The treatment of NF1-related mediastinal neurofibroma in general remains a surgical challenge. Surgery is usually performed when there are accompanying symptoms and in lesions exhibiting rapid growth [17]. If it is symptomatic and completely resectable surgically, this should be recommended to excise the tumor without damaging other organs and confirm the histopathological characteristics, facilitating a diagnosis. However, when the tumor is too large to fully resect, as in the present case, open tumor biopsy should be performed to rule out malignancy, such as MNST, and help determine an appropriate course of treatment, like in the present case. Medical treatment using antiangiogenic drugs and farnesyl transferase inhibitors is being evaluated [18]. Furthermore, the unpredictable natural history of neurofibromas requires more prospective and neuroimaging studies to determine patients with the highest risk of MNST development [3]. Pain, neurological deficit, and enlargement of the mediastinal tumor in NF1 are suggestive of malignant transformation. In these situations, open tumor biopsy should be conducted to confirm the diagnosis.

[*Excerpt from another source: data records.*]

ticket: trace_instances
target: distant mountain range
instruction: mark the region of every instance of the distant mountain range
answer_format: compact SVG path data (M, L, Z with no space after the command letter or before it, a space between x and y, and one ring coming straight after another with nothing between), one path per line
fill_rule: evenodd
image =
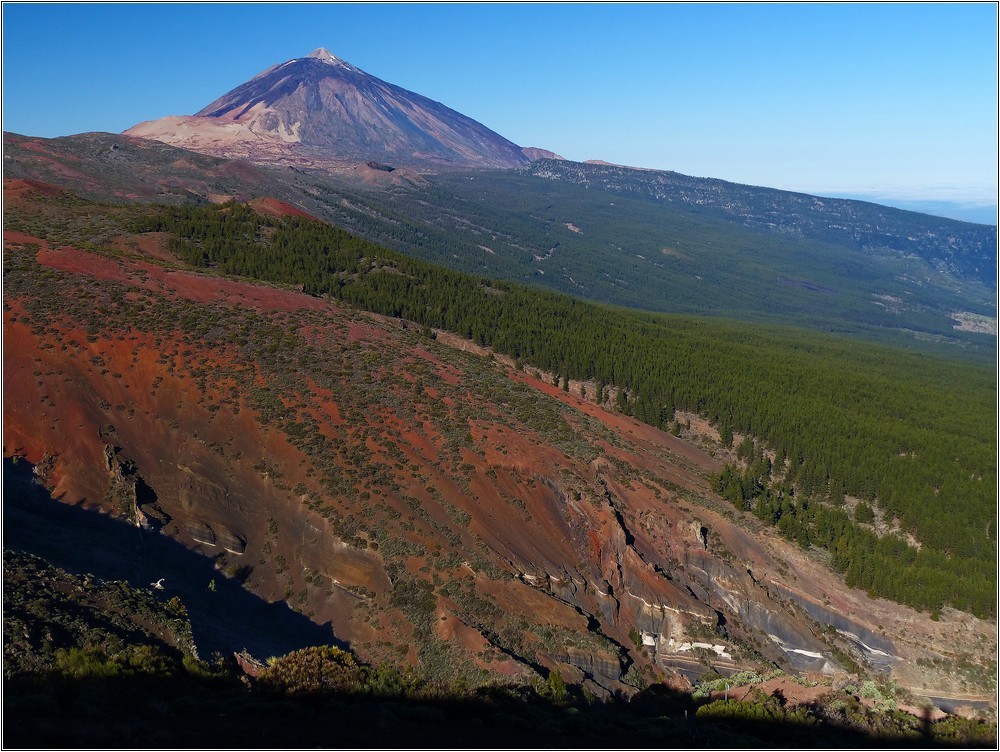
M126 135L223 157L337 167L518 167L517 144L427 97L386 83L320 48L273 65L190 116ZM554 156L542 152L542 156Z

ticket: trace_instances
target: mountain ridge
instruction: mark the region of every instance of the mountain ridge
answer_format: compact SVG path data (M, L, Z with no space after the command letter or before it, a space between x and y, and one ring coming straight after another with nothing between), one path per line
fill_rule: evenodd
M273 65L196 114L124 135L226 157L327 168L373 160L423 167L514 167L521 147L443 104L318 48Z

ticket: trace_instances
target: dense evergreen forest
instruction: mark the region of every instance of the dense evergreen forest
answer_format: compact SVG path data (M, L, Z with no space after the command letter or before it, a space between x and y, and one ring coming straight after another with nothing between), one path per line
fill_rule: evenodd
M617 409L676 428L699 413L750 437L715 479L738 506L850 584L919 608L996 613L993 369L793 329L604 307L447 271L319 222L239 205L163 208L187 263L299 285L436 327L521 364L609 387ZM611 393L611 392L609 392ZM845 497L861 503L845 503ZM899 534L874 532L876 517Z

Once NF1-related neurofibromas undergo malignant transformation, the 5-year-event free and overall survival rates of patients are 19% and 28%, respectively [19]. NF1 patients with neurofibroma who underwent incomplete resection with a grossly or microscopically positive margin showed a 22% survival rate, whereas those who underwent a complete gross resection or had unknown margins showed a 34% survival rate [20]. In our case, the tumor was too large and located close to major vessels and nerves, and so its complete excision was very difficult without damaging a surrounding organ. In the specific case of dumbbell-shaped mediastinal tumors with spinal cord compressive symptoms, urgent decompression of the spinal cord is needed. Patients who already have symptoms of spinal cord compression might suffer from severe disabilities, even though decompressions are performed correctly.

4. Conclusion

In conclusion, if symptomatic and the mediastinal tumor with NF1 can be completely removed surgically with no harm to surrounding organs, this should be recommended, facilitating a histopathological diagnosis. However, when the mediastinal tumor is too large to resect completely, as in our case, open tumor biopsy should be conducted to rule out malignancy.